Matt Yglesias and Ezra Klein have made a couple of points about my argument that there are too many political appointees in government right now, that I think raise an interesting question about how people perceive the federal government and what they see of it. I want to explore their points, because I think they hit on some issues that may seem obvious to those of us who work in and cover the workings of government, but may be invisible to those outside it. Ezra says, postulating a pro-appointee argument:

The counterargument here is that administrations enter office with radically different agendas -- agendas that often have to be imposed on bureaucracies that have spent the last few years doing the opposite thing, and may have liked doing that thing. That's a lot of inertia for one appointee to overcome. So you fan them throughout the bureaucracy to make sure the various departments align with the administration's agenda.

But that sort of strategic appointing is not always necessary. It's hard to imagine the Treasury Department hid a lot of functionaries bitterly opposed to crafting a bank rescue plan.

I think this argument somewhat overstates the extent to which White House-set policy impacts the day-to-day operations of government, and that Ezra's right to say there aren't huge pockets of agenda-driven federal employees.

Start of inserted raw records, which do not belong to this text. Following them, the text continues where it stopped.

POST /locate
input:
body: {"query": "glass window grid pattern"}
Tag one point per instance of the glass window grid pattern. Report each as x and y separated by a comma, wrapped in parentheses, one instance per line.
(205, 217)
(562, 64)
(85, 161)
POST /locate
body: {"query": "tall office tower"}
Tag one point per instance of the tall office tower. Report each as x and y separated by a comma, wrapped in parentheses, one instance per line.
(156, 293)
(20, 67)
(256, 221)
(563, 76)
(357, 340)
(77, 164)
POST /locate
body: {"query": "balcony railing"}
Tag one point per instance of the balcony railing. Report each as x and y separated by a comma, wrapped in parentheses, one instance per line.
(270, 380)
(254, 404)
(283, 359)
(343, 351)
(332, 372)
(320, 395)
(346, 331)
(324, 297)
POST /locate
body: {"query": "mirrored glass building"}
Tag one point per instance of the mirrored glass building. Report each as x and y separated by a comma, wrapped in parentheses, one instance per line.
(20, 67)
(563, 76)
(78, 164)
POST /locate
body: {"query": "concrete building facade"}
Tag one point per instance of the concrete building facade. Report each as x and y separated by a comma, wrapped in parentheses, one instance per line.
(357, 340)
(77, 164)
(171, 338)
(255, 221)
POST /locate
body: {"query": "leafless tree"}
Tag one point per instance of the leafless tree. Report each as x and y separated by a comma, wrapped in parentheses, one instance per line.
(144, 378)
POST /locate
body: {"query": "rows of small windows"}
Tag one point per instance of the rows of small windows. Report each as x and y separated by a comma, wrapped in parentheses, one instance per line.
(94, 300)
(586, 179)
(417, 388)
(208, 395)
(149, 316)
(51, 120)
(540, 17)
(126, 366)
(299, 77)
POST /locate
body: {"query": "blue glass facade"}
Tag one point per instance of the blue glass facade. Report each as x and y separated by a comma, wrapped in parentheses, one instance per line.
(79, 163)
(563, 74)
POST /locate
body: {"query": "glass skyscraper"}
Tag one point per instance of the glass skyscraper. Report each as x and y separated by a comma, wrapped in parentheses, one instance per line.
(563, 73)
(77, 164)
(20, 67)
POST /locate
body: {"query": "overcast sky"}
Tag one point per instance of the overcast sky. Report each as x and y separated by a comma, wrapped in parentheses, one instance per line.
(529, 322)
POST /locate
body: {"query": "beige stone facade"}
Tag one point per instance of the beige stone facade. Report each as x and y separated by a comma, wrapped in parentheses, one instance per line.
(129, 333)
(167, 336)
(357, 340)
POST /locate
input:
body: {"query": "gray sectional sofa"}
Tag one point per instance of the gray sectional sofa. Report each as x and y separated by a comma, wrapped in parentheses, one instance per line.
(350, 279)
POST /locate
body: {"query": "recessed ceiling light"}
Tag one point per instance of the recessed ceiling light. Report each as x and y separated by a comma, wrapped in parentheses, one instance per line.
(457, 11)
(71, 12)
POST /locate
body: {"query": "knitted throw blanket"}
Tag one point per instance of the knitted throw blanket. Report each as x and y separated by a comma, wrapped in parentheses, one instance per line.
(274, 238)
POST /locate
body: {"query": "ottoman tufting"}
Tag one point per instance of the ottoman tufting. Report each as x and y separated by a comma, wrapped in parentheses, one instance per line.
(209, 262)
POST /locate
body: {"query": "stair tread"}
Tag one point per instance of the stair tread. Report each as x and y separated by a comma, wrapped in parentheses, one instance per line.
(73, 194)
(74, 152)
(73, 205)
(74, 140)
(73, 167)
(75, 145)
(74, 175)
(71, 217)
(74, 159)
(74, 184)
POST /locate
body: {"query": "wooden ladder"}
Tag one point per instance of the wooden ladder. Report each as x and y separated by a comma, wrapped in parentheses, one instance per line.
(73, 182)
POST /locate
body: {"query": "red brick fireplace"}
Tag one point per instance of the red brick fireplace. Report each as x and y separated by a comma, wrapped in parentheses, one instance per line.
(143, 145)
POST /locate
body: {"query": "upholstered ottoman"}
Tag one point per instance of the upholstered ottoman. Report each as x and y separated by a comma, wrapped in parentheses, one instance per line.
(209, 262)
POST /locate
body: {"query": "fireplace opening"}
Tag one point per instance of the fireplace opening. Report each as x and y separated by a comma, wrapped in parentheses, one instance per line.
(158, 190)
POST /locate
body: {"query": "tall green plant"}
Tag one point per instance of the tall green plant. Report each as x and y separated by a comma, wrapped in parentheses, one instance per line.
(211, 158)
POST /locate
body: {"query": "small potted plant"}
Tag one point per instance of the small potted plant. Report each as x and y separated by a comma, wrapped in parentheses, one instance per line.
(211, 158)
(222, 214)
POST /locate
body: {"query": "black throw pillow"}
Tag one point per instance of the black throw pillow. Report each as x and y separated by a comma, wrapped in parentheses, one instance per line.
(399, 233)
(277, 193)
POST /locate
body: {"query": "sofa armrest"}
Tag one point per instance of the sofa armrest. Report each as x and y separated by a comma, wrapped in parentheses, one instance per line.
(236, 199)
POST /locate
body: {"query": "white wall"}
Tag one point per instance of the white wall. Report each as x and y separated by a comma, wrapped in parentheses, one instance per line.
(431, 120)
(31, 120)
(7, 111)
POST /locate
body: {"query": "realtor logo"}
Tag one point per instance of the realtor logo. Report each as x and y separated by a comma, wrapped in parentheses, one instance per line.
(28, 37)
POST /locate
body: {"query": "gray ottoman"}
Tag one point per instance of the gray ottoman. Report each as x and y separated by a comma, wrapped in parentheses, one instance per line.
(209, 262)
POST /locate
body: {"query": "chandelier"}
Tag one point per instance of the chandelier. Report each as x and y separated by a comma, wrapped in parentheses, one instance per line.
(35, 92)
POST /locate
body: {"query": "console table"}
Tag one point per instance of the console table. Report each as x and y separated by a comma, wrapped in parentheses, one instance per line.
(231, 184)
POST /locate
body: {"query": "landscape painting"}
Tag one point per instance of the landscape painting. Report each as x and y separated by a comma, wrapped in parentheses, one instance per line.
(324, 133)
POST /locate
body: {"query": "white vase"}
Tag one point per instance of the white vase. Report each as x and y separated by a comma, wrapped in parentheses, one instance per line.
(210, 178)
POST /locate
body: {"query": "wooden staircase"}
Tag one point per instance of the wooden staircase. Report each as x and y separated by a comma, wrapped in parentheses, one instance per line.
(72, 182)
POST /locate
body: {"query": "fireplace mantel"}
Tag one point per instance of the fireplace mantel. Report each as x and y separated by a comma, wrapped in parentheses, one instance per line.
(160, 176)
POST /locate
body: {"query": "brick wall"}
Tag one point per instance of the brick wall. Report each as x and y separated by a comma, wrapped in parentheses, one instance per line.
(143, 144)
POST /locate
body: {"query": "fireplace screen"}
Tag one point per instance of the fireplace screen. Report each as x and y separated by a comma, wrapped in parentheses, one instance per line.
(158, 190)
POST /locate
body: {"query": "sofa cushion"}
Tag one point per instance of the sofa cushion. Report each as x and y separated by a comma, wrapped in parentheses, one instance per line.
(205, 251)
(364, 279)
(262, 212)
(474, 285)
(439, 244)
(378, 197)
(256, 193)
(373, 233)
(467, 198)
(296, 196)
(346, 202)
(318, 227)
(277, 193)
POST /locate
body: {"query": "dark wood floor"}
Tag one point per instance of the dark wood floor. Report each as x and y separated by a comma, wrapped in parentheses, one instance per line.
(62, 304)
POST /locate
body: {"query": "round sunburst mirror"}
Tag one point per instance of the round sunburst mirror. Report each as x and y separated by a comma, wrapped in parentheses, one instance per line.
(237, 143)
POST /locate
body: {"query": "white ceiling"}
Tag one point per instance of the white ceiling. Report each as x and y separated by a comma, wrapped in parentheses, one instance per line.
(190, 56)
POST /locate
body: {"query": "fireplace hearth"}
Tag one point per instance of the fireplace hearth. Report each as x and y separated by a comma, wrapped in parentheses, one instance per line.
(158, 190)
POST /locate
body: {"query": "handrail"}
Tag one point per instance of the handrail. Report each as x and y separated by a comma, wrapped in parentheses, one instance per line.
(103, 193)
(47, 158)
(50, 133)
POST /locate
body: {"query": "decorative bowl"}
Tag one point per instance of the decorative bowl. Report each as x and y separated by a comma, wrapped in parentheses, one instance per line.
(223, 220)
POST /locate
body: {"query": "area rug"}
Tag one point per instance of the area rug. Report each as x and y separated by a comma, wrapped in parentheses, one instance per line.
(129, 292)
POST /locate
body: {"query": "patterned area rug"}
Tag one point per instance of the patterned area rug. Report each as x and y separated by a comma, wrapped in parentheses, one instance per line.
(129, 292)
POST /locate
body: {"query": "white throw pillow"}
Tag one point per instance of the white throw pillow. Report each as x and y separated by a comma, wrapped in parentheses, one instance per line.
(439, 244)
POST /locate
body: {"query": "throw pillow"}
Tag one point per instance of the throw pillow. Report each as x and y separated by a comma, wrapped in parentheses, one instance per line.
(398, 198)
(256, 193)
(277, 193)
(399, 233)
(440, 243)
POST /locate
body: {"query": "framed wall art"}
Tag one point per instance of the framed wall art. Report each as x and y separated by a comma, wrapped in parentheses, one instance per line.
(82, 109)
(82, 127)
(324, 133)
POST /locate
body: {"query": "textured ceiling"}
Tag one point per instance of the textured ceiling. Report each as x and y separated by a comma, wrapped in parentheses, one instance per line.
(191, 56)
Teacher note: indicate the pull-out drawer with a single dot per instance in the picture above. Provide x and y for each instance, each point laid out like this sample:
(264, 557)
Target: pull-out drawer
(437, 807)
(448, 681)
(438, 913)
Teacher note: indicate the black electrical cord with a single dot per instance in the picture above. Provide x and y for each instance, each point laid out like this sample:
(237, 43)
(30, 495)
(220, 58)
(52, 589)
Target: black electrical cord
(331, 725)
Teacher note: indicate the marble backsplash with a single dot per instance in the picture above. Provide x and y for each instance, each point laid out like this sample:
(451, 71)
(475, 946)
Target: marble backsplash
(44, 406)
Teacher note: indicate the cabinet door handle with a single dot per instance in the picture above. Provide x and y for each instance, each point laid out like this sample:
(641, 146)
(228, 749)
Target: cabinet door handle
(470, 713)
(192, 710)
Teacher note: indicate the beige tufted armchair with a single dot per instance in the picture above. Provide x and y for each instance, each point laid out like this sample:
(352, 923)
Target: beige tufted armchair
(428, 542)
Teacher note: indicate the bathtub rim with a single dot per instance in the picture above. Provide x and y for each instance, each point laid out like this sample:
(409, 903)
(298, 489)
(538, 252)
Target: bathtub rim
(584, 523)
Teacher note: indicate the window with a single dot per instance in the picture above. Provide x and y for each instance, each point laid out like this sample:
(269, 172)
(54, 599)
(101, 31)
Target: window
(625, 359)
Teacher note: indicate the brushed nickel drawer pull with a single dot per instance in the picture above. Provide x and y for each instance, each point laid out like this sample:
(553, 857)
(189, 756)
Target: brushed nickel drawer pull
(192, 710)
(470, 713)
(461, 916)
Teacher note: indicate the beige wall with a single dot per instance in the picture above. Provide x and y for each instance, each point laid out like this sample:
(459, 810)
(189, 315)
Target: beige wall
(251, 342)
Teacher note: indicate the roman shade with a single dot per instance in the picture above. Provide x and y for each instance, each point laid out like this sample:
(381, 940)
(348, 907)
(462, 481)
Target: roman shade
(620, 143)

It's one thing to set policy regarding what scientists can say to the press and Congress, for example. A policy decision like that might be something that a new administration wants to reverse, but it doesn't actually stop the scientists from doing research, or change the grants process at the National Science Foundation, much less change how the person who runs telework programs at the National Science Foundation does their job. The Bush administration may have changed how Medicare interacts with prescription drug coverage, but that doesn't change the fact that there are people who need to need to process Medicare applications.

More importantly, I think that what's most important to federal employees is efficacy, rather than ideology. If they work at the National Institutes of Health, they're going to support policies that do the most to support excellent research. If they work for the Army, they want to find effective ways to support the armed forces. When I was researching and reporting a series about faith in the federal workplace more than a year ago, one thing I found was that the very devout employees I talked to, even ones with clearly articulated conservative politics, were directing that energy not towards advancing a political agenda, but towards, for example, challenging themselves and their co-workers to do record amounts of pro-bono work helping low-income people with their tax filings, or creating work environments that helped them deal with the stress brought on by working in public health. The goal was efficacy, not a specific policy spin.